Mixed Workload Orchestration Many new workloads are developed with container packaging with the intent to deploy to Kubernetes or other container management platforms. But many legacy workloads will not be moved onto those platforms,nor will future Serverless applications Nomad provides a consistent process for deployment of all workloads from virtual machines, through standalone binaries, and containers, and provides core orchestration benefits across those workloads such as release automation, multiple upgrade strategies, bin packing, and resilience.
For modern applications with built in containers, Nomad provides the same consistent workflow at scale in any environment. Nomad is focused on simplicity and effectiveness at orchestration and scheduling, and avoids the complexity of platforms such as Kubernetes that require specialist skills to operate and solve only for container workloads.

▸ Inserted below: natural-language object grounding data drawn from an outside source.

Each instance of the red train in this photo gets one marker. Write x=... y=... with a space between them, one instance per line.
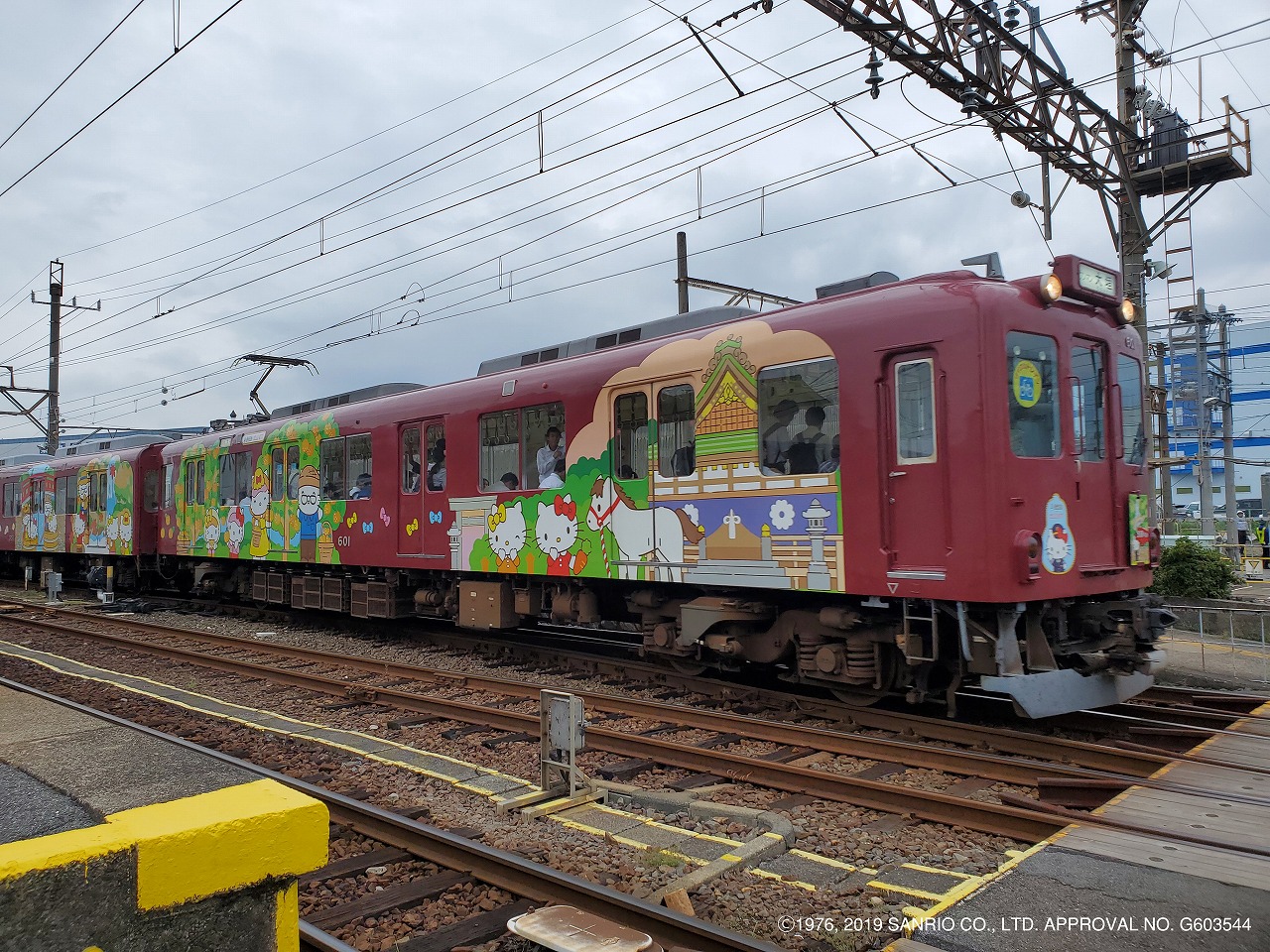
x=901 y=486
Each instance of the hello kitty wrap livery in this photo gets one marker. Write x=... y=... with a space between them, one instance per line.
x=507 y=536
x=557 y=534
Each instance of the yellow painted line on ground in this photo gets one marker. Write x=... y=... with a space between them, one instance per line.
x=193 y=847
x=1218 y=647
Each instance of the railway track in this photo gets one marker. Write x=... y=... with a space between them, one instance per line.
x=463 y=860
x=1023 y=819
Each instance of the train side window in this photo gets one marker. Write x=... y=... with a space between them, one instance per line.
x=798 y=417
x=293 y=472
x=277 y=475
x=333 y=481
x=412 y=462
x=1032 y=372
x=1132 y=433
x=630 y=449
x=915 y=412
x=436 y=479
x=229 y=479
x=150 y=500
x=499 y=448
x=243 y=474
x=676 y=430
x=1088 y=389
x=536 y=421
x=359 y=463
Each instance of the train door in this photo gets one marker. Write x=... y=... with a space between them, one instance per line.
x=915 y=462
x=422 y=500
x=1097 y=522
x=285 y=489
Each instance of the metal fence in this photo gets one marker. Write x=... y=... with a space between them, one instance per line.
x=1225 y=642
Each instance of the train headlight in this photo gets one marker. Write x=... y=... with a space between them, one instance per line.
x=1051 y=289
x=1028 y=555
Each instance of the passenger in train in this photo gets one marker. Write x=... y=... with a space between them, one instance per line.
x=556 y=479
x=549 y=454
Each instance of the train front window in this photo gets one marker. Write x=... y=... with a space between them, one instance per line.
x=1032 y=371
x=1088 y=408
x=1129 y=377
x=499 y=449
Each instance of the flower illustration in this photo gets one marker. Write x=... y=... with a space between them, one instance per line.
x=781 y=515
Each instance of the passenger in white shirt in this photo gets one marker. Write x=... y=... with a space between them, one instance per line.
x=556 y=479
x=549 y=454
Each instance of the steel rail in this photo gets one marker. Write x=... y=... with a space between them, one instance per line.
x=1024 y=823
x=493 y=866
x=1028 y=825
x=1040 y=749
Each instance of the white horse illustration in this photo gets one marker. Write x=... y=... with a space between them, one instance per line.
x=642 y=535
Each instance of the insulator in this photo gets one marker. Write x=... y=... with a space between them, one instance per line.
x=874 y=79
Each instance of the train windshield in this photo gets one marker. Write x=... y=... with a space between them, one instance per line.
x=1032 y=365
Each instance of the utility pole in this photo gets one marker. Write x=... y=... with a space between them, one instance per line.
x=1133 y=238
x=1205 y=424
x=1232 y=534
x=53 y=431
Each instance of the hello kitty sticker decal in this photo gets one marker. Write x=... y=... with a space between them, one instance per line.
x=1058 y=542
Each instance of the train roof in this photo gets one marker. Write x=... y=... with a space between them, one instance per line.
x=663 y=327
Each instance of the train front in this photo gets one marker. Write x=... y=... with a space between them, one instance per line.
x=1072 y=492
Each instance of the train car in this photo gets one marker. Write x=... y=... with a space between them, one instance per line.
x=84 y=512
x=905 y=486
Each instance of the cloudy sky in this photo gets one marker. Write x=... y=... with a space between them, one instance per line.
x=397 y=190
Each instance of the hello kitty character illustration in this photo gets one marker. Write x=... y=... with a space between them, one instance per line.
x=506 y=535
x=1056 y=548
x=211 y=532
x=234 y=531
x=557 y=532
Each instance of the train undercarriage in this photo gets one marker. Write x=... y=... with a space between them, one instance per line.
x=1049 y=657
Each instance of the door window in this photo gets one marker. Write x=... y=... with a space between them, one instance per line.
x=412 y=462
x=1032 y=372
x=1088 y=417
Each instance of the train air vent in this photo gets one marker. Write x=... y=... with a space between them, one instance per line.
x=846 y=287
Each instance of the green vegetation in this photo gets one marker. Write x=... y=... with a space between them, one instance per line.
x=659 y=857
x=1191 y=570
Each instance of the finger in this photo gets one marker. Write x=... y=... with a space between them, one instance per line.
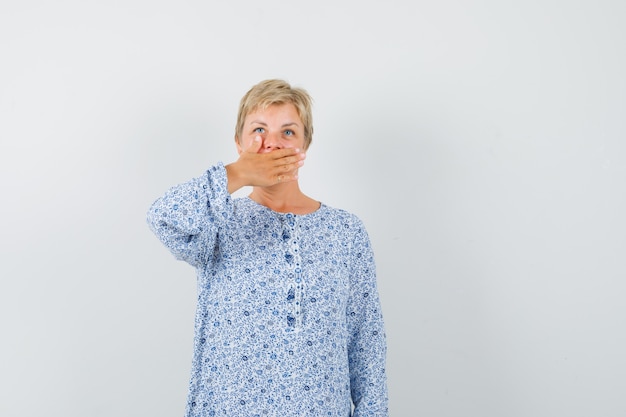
x=255 y=145
x=284 y=153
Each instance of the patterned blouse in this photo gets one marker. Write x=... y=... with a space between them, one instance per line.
x=288 y=321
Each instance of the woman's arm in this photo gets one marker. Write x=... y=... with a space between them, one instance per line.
x=187 y=218
x=366 y=340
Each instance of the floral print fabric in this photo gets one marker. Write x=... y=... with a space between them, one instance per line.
x=288 y=321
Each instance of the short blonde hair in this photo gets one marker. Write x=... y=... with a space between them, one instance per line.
x=269 y=92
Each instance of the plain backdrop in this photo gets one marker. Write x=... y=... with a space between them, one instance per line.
x=483 y=143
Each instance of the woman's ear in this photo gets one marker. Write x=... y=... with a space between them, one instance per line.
x=239 y=149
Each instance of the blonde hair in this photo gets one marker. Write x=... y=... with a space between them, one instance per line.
x=269 y=92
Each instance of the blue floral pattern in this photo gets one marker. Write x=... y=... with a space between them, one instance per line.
x=288 y=321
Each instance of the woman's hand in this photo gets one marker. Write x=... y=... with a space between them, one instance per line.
x=263 y=169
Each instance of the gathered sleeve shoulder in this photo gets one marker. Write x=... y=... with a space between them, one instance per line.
x=366 y=340
x=187 y=218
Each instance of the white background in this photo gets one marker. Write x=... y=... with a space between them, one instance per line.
x=483 y=143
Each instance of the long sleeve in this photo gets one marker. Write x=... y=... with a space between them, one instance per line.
x=367 y=341
x=188 y=217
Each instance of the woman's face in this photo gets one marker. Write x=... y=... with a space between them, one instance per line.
x=279 y=126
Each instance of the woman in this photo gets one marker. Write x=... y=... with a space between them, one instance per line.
x=288 y=321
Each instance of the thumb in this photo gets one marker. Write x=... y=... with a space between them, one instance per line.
x=255 y=145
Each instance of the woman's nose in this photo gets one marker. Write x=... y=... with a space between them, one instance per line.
x=272 y=140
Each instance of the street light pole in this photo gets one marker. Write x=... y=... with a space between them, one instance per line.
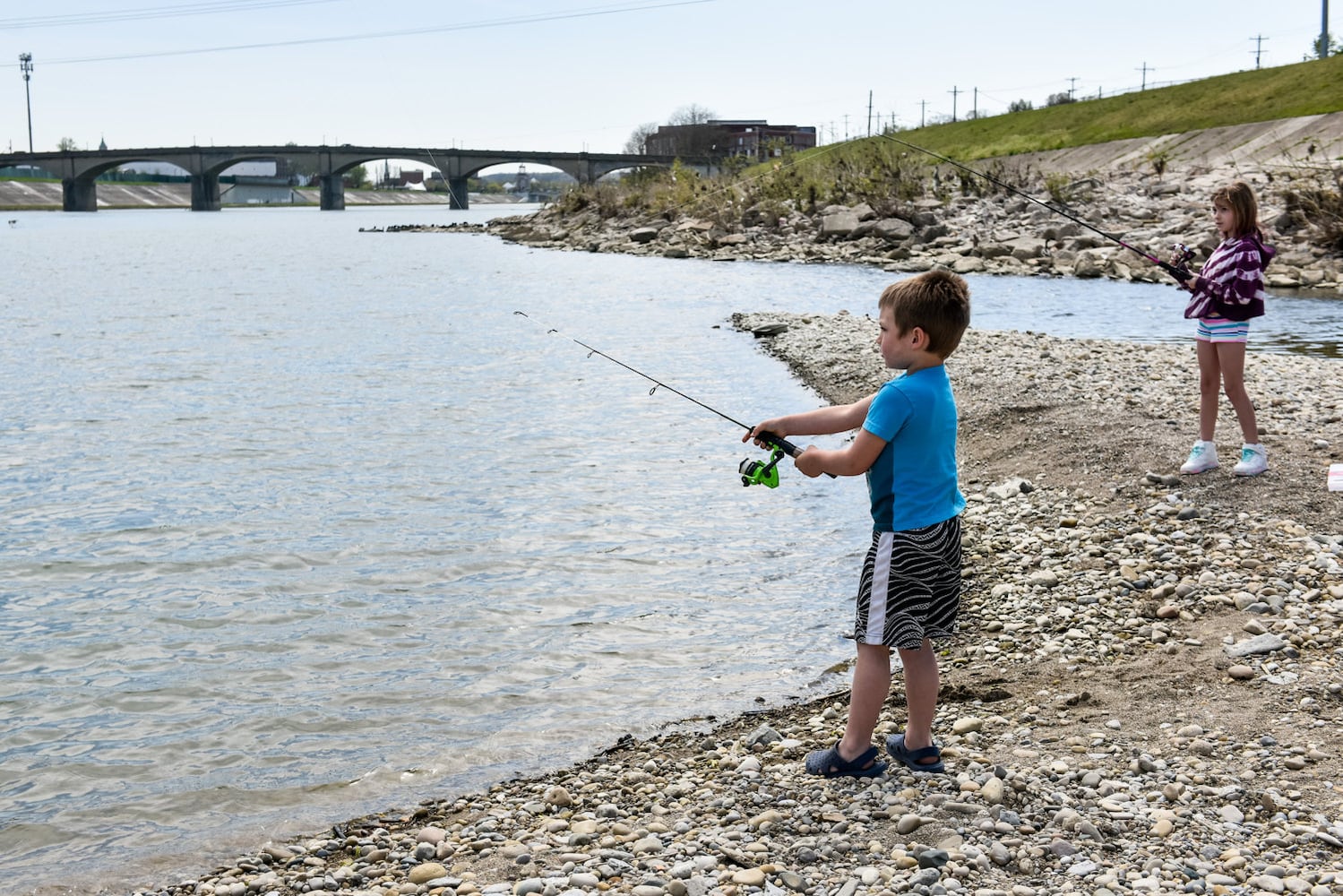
x=26 y=67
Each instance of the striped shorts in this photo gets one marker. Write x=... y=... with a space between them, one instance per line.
x=911 y=586
x=1218 y=330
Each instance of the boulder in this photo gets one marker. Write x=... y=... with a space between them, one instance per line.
x=1089 y=265
x=839 y=225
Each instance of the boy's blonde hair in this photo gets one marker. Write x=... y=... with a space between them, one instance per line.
x=936 y=301
x=1240 y=199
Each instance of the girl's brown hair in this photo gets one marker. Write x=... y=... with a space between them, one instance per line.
x=1240 y=199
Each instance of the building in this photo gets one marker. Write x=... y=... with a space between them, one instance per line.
x=719 y=139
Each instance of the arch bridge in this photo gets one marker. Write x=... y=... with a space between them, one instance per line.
x=78 y=169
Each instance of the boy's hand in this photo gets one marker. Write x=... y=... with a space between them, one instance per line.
x=772 y=427
x=809 y=461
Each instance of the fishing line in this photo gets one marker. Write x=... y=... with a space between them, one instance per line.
x=1178 y=273
x=753 y=471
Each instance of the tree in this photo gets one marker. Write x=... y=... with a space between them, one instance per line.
x=638 y=139
x=692 y=115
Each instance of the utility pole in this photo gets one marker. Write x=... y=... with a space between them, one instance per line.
x=1259 y=46
x=1324 y=29
x=26 y=67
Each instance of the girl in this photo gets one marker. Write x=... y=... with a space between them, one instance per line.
x=1224 y=297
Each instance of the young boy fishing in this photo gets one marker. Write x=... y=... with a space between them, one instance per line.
x=909 y=591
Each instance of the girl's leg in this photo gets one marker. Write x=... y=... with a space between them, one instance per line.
x=871 y=685
x=1209 y=386
x=1230 y=359
x=922 y=683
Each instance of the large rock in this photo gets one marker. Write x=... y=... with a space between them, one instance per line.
x=839 y=225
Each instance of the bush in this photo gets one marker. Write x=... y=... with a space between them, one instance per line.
x=1319 y=202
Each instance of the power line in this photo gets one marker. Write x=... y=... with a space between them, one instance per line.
x=150 y=13
x=404 y=32
x=1259 y=47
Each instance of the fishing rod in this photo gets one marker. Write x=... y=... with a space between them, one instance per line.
x=753 y=471
x=1176 y=271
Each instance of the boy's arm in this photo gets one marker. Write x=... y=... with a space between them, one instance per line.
x=853 y=458
x=823 y=421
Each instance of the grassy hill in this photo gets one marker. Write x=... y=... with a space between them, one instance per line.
x=1287 y=91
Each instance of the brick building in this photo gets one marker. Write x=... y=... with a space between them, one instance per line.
x=718 y=139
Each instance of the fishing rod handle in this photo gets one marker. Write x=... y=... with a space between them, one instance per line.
x=1182 y=274
x=788 y=447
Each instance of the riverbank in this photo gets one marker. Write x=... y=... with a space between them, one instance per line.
x=1144 y=697
x=1149 y=193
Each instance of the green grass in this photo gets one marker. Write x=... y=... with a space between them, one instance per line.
x=882 y=172
x=1288 y=91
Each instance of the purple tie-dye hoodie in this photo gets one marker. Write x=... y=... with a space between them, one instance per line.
x=1232 y=281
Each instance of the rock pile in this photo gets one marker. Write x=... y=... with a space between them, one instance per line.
x=995 y=234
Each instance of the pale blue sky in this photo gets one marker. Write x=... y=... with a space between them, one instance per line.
x=581 y=74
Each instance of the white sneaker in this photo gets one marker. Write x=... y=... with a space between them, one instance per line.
x=1253 y=460
x=1202 y=457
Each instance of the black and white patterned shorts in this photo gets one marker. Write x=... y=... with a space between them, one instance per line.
x=911 y=586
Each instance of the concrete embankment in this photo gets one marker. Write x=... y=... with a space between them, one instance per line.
x=22 y=195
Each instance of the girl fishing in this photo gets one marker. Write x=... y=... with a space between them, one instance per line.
x=1224 y=297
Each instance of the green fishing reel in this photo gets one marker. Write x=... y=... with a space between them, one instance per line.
x=762 y=473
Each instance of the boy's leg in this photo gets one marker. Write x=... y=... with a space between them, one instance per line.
x=871 y=685
x=922 y=683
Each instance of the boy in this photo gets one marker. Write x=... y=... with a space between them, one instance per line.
x=909 y=591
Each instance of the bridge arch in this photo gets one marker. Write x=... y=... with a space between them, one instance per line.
x=80 y=169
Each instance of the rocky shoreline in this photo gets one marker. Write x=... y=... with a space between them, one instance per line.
x=1146 y=697
x=979 y=231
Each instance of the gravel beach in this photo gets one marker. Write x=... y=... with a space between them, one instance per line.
x=1146 y=696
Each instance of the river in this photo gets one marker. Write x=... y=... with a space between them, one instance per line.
x=301 y=522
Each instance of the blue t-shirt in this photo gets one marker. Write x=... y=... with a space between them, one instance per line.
x=914 y=481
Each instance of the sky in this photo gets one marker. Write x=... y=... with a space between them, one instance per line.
x=581 y=75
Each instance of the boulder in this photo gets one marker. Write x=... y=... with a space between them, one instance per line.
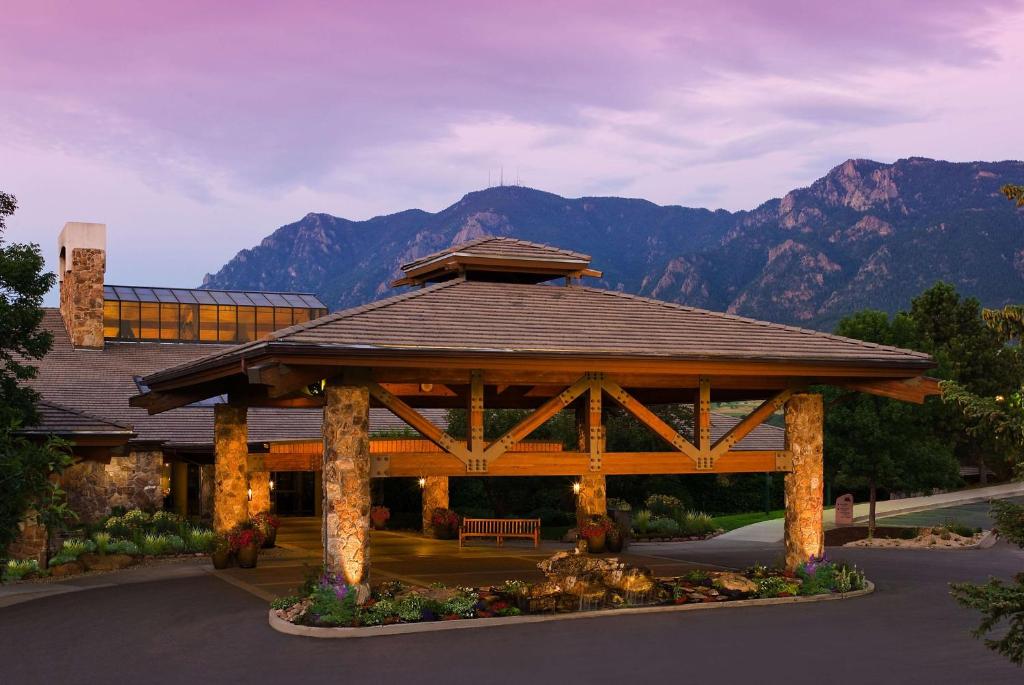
x=734 y=583
x=70 y=568
x=107 y=561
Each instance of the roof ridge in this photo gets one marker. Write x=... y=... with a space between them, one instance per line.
x=772 y=325
x=80 y=413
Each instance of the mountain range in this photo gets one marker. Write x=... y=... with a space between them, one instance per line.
x=865 y=234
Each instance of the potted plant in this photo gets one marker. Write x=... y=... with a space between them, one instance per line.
x=268 y=524
x=246 y=541
x=379 y=516
x=444 y=523
x=595 y=532
x=221 y=552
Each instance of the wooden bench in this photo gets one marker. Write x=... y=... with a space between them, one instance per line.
x=501 y=528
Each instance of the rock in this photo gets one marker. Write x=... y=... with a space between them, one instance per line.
x=734 y=583
x=70 y=568
x=107 y=562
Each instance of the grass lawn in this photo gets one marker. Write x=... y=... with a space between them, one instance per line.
x=732 y=521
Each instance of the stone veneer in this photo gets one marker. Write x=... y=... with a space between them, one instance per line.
x=346 y=482
x=82 y=297
x=230 y=440
x=435 y=495
x=804 y=485
x=591 y=499
x=133 y=481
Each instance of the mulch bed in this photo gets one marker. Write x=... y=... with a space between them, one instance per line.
x=849 y=533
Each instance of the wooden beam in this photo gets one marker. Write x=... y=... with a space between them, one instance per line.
x=750 y=422
x=419 y=423
x=649 y=419
x=536 y=419
x=907 y=390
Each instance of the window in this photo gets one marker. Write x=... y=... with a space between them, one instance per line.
x=247 y=324
x=188 y=324
x=208 y=323
x=151 y=320
x=129 y=320
x=169 y=322
x=226 y=324
x=112 y=318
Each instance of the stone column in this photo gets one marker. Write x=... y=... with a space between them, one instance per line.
x=346 y=483
x=804 y=427
x=230 y=440
x=434 y=496
x=592 y=499
x=259 y=481
x=179 y=487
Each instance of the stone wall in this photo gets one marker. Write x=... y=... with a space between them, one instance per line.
x=133 y=481
x=82 y=297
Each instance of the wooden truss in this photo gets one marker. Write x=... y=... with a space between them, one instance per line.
x=505 y=456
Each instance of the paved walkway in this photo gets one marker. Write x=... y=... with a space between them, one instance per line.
x=771 y=531
x=199 y=629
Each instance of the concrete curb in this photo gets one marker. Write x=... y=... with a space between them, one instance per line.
x=282 y=626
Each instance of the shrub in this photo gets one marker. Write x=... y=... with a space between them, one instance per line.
x=664 y=526
x=663 y=505
x=199 y=540
x=641 y=521
x=18 y=568
x=102 y=541
x=775 y=586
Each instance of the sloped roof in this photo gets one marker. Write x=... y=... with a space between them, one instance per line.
x=57 y=420
x=499 y=319
x=95 y=385
x=500 y=247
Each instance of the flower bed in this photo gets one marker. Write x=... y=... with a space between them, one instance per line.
x=573 y=583
x=119 y=542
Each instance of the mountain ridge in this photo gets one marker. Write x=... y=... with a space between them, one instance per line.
x=866 y=233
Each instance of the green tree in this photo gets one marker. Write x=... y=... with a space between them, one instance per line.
x=873 y=442
x=26 y=467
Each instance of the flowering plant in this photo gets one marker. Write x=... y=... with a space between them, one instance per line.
x=246 y=536
x=444 y=518
x=597 y=525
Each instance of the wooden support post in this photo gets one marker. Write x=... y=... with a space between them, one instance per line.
x=474 y=431
x=230 y=437
x=804 y=533
x=346 y=483
x=259 y=483
x=702 y=422
x=434 y=496
x=179 y=487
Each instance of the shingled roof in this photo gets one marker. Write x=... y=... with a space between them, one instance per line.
x=483 y=318
x=89 y=386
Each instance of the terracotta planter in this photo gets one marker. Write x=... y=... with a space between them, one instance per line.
x=247 y=556
x=221 y=559
x=595 y=544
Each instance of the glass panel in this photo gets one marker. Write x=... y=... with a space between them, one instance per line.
x=168 y=322
x=264 y=322
x=282 y=317
x=188 y=329
x=247 y=324
x=226 y=325
x=112 y=318
x=151 y=320
x=208 y=323
x=126 y=293
x=129 y=320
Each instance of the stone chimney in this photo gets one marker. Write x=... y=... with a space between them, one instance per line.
x=83 y=260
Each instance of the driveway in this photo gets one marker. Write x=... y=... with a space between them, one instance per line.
x=203 y=630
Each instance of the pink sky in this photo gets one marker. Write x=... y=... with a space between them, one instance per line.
x=195 y=129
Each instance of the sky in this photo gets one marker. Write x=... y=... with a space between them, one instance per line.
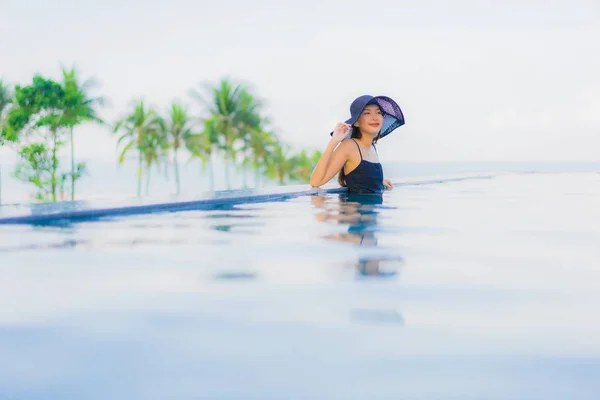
x=477 y=80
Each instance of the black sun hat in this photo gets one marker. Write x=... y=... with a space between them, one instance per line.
x=392 y=114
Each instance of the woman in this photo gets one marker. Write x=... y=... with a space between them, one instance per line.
x=351 y=150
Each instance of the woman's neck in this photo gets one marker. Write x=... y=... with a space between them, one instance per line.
x=365 y=141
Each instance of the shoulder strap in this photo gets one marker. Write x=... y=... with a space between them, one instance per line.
x=360 y=152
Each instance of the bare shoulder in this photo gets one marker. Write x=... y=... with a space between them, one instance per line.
x=345 y=145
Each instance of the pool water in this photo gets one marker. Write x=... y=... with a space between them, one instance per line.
x=473 y=289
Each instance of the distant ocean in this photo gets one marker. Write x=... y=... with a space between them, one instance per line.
x=109 y=181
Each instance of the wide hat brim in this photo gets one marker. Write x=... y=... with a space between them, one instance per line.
x=393 y=117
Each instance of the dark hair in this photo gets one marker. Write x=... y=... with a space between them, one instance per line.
x=356 y=134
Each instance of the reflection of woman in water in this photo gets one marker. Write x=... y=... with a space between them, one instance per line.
x=351 y=151
x=360 y=212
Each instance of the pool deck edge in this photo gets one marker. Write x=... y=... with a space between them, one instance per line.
x=48 y=213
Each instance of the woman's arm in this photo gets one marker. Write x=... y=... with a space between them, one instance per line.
x=333 y=159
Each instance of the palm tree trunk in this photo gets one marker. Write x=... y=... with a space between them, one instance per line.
x=176 y=166
x=140 y=174
x=72 y=167
x=227 y=173
x=211 y=177
x=148 y=181
x=53 y=181
x=244 y=178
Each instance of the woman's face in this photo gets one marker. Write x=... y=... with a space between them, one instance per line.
x=371 y=120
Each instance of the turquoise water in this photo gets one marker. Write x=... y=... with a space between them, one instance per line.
x=106 y=180
x=474 y=289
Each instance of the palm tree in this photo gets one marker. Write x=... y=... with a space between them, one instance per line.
x=155 y=147
x=177 y=129
x=5 y=102
x=259 y=146
x=134 y=127
x=79 y=107
x=278 y=164
x=202 y=145
x=234 y=113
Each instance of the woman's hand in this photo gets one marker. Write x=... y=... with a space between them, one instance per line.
x=340 y=132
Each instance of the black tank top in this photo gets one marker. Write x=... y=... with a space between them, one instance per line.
x=366 y=178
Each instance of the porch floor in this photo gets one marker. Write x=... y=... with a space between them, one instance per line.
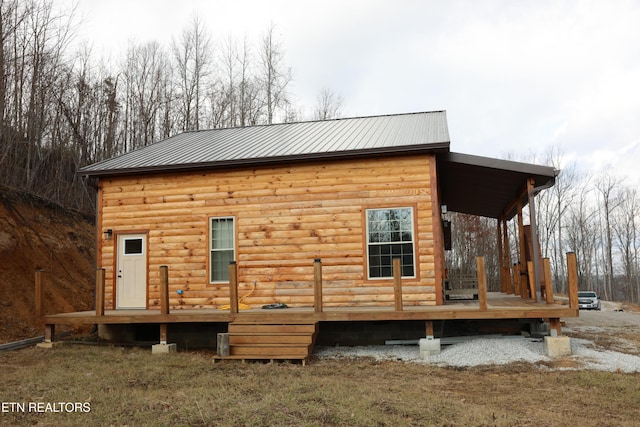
x=499 y=306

Nomad integrates into existing CI/CD workflows to provide fast, automatic application deployments for legacy and modern workloads.
High Performance Compute Nomad is designed to schedule applications with low latency across very large clusters. This is critical for customers with large batch jobs, as is common with High Performance Computing (HPC) workloads. In the million container challenge, Nomad was able to schedule one million instances of Redis across 5,000 machines in three data centers, in under 5 minutes. Several large Nomad deployments run at even larger scales. Nomad enables high performance applications to easily use an API to consume capacity dynamically, enabling efficient sharing of resources for data analytics applications like Apache Spark. The low latency scheduling ensures results are available in a timely manner and minimizes wasted idle resources.
Multi-Datacenter Workload Orchestration Nomad is multi-region and hybrid-cloud by design, with a consistent workflow to deploy any workload. As teams roll out global applications in multiple data centers, or across cloud boundaries, Nomad provides orchestrating and scheduling for those applications, supported by the infrastructure, security, and networking resources and policies to ensure the application is successfully deployed.
A common cloud operating model is an inevitable shift for enterprises aiming to maximize their digital transformation efforts. The HashiCorp suite of tools seeks to provide solutions for each layer of the cloud to enable enterprises to make this shift to the cloud operating model.
Enterprise IT needs to evolve away from ITIL-based control points with its focus on cost optimization, toward becoming self-service enablers focused on speed optimization. It can do this by delivering shared services across each layer of the cloud designed to assist teams deliver new business and customer value at speed.
Unlocking the fastest path to value in a modern multi-cloud data center through adopting a common cloud operating model means shifting characteristics of Enterprise IT:
People: Shifting to multi-cloud skills
- Reuse skills from internal data center management and single cloud vendors and apply them consistently in any environment.
- Embrace DevSecOps and other agile practices to continuously deliver increasingly ephemeral and distributed systems.
Process: Shifting to self-service IT
- Position Central IT as an enabling shared service focused on application delivery velocity: shipping software every more rapidly with minimal risk.
- Establish centers of excellence across each layer of the cloud for self-service delivery of capabilities.
Tools: Shifting to dynamic environments
- Use tools that support the increasing ephemerality and distribution of infrastructure and applications and that support the critical workflows rather than being tied to specific technologies.
- Provide policy and governance tooling to match the speed of delivery with compliance to manage risk in a self-service environment.